Hannover - Die obigen sowie weitere Eckpfeiler für mehr Natur- und Artenschutz haben die Allianzpartner im Niedersächsischen Weg am 29. Oktober 2020 veröffentlicht und diese erneut mit einer Unterschrift bekräftigt. Zu den Partnern gehören die Niedersächsische Landesregierung, die Landwirtschaftskammer Niedersachsen, das Landvolk Niedersachsen sowie die Naturschutzverbände BUND und NABU.
„Heute ist ein guter Tag für die Umwelt und den Artenschutz in Niedersachsen. Der Niedersächsische Weg ist ein einmaliger Erfolg, in der Politik gehen wir hier einen ganz neuen Weg. Betroffene Verbände und Interessengruppen werden eingebunden, für den Interessenausgleich zwischen den Beteiligten ist das ein Riesen-Gewinn. Das ist schnell, das ist demokratisch und das ist transparent,“ sagte Umweltminister Olaf Lies.

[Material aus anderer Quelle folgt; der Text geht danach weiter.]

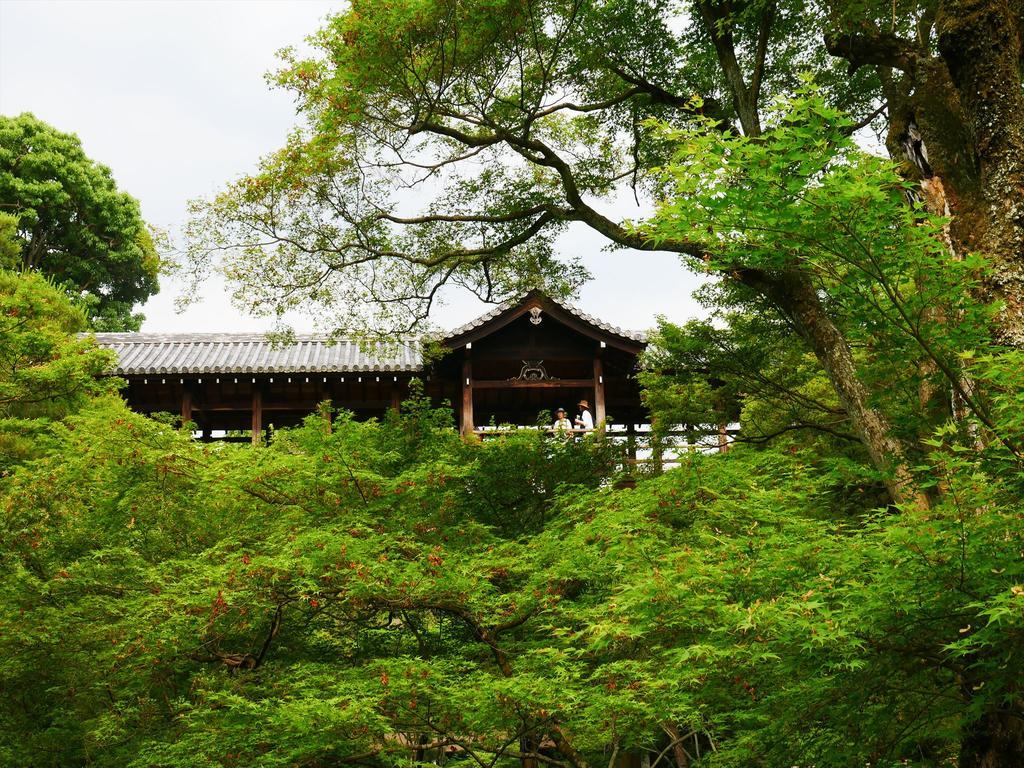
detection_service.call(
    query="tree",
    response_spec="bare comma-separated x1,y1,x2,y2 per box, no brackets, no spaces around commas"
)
0,114,160,331
180,0,1021,512
0,270,116,471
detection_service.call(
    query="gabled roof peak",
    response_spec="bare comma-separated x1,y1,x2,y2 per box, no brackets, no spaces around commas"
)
443,288,647,347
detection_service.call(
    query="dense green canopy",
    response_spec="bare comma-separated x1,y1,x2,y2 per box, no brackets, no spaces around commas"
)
0,114,160,331
0,0,1024,768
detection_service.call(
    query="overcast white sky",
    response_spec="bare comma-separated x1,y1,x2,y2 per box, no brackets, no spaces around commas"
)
0,0,700,331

„Alle Partner haben zwar Zugeständnisse gemacht - aber es hat sich gelohnt! Diese Einigung ist historisch einmalig und alle finden sich darin wieder. Natur- und Artenschutz hat in Niedersachsen einen in seiner bisherigen Geschichte nie gekannten Stellenwert“, so Lies weiter.

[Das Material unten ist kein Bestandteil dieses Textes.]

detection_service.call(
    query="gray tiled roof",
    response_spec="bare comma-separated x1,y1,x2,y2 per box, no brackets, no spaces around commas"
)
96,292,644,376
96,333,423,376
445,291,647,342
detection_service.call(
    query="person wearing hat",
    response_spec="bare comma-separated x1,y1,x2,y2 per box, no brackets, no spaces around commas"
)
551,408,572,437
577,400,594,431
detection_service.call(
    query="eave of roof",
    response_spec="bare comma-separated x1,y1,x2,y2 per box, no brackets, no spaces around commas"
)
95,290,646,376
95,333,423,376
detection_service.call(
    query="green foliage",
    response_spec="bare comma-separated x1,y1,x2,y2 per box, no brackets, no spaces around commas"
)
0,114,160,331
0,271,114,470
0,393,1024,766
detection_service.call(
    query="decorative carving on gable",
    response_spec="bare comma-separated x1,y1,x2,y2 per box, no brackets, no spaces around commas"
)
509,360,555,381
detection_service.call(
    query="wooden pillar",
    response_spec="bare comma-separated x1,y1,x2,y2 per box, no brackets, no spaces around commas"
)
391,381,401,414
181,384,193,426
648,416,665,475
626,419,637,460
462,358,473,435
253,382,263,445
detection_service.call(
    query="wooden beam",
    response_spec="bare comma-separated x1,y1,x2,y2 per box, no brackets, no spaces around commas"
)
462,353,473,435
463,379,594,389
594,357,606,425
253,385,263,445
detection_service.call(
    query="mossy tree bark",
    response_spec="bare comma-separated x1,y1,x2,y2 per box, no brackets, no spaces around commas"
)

Der Minister warb dafür, den gemeinsamen Weg nun auch seitens des Parlaments konstruktiv zu begleiten, das Niedersächsische Weg-Gesetz sowie die erforderliche Finanzierung im Landtag zu unterstützen. „Denn dann kann es schnell an die Umsetzung gehen und Natur- und Artenschutz für die Zukunft gesichert werden.“
Schneller zu mehr ökologischer Landwirtschaft
Die Vertragspartner haben sich auf ambitionierte Ausbauziele geeinigt: 10 Prozent ökologischer Landbau in Niedersachsen bis 2025 und sogar 15 Prozent bis 2030. Diesen Prozess unterstützt das Land mit einem umfangreichen Bündel an zusätzlichen Beratungs- und Förderangeboten. Auf den landeseigenen Flächen wird der Umbau zu einer ökologischen Bewirtschaftung verbindlich vorgegeben. Auch eine klimaschonende Bewirtschaftung soll finanziell gefördert werden.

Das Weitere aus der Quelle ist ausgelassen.